Britton Laurence J, Subramaniam V Nathan, Crawford Darrell Hg
Laurence J Britton, Darrell HG Crawford, Gallipoli Medical Research Institute, The University of Queensland, Greenslopes Private Hospital, Brisbane, Queensland 4120, Australia.
World J Gastroenterol. 2016 Sep 28;22(36):8112-22. doi: 10.3748/wjg.v22.i36.8112.
The mechanisms that promote liver injury in non-alcoholic fatty liver disease (NAFLD) are yet to be thoroughly elucidated. As such, effective treatment strategies are lacking and novel therapeutic targets are required. Iron has been widely implicated in the pathogenesis of NAFLD and represents a potential target for treatment. Relationships between serum ferritin concentration and NAFLD are noted in a majority of studies, although serum ferritin is an imprecise measure of iron loading. Numerous mechanisms for a pathogenic role of hepatic iron in NAFLD have been demonstrated in animal and cell culture models. However, the human data linking hepatic iron to liver injury in NAFLD is less clear, with seemingly conflicting evidence, supporting either an effect of iron in hepatocytes or within reticulo-endothelial cells. Adipose tissue has emerged as a key site at which iron may have a pathogenic role in NAFLD. Evidence for this comes indirectly from studies that have evaluated the role of adipose tissue iron with respect to insulin resistance. Adding further complexity, multiple strands of evidence support an effect of NAFLD itself on iron metabolism. In this review, we summarise the human and basic science data that has evaluated the role of iron in NAFLD pathogenesis.

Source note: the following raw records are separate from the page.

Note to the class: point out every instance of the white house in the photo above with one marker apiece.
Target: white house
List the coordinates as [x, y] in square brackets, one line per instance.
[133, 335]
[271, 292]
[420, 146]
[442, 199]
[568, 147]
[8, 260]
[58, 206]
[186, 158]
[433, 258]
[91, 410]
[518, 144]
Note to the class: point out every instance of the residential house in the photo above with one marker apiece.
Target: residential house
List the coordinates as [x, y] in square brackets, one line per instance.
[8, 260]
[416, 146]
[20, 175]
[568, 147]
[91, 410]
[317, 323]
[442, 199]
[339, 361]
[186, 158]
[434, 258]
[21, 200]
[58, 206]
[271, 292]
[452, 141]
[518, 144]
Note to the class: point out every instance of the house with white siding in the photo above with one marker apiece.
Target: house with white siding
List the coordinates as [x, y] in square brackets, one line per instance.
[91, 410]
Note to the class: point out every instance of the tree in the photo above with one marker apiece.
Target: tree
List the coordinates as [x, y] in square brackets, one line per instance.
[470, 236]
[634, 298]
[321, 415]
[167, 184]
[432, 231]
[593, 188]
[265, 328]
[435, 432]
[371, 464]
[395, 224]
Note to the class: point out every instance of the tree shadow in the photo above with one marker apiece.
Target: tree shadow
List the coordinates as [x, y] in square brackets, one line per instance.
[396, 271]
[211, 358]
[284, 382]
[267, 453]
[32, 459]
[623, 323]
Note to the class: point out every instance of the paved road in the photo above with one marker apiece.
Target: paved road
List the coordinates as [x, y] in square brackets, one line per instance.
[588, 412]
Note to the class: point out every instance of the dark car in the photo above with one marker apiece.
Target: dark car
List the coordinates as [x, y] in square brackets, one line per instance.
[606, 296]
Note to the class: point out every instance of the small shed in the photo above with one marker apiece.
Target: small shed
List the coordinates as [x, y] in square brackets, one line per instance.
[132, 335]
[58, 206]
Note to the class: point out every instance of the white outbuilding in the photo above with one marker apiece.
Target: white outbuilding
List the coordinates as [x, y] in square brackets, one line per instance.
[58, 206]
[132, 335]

非酒精性脂肪性肝病(NAFLD)中促进肝损伤的机制尚未完全阐明。因此,缺乏有效的治疗策略,需要新的治疗靶点。铁已被广泛认为与NAFLD的发病机制有关,是一个潜在的治疗靶点。大多数研究都指出了血清铁蛋白浓度与NAFLD之间的关系,尽管血清铁蛋白并不是衡量铁负荷的精确指标。在动物和细胞培养模型中,已经证明了肝脏铁在NAFLD发病机制中的多种致病作用机制。然而,将肝脏铁与NAFLD中的肝损伤联系起来的人体数据尚不清楚,证据似乎相互矛盾,既支持铁在肝细胞中的作用,也支持其在网状内皮细胞中的作用。脂肪组织已成为铁在NAFLD中可能具有致病作用的关键部位。这方面的证据间接来自评估脂肪组织铁对胰岛素抵抗作用的研究。更复杂的是,多条证据支持NAFLD本身对铁代谢的影响。在这篇综述中,我们总结了评估铁在NAFLD发病机制中作用的人体和基础科学数据。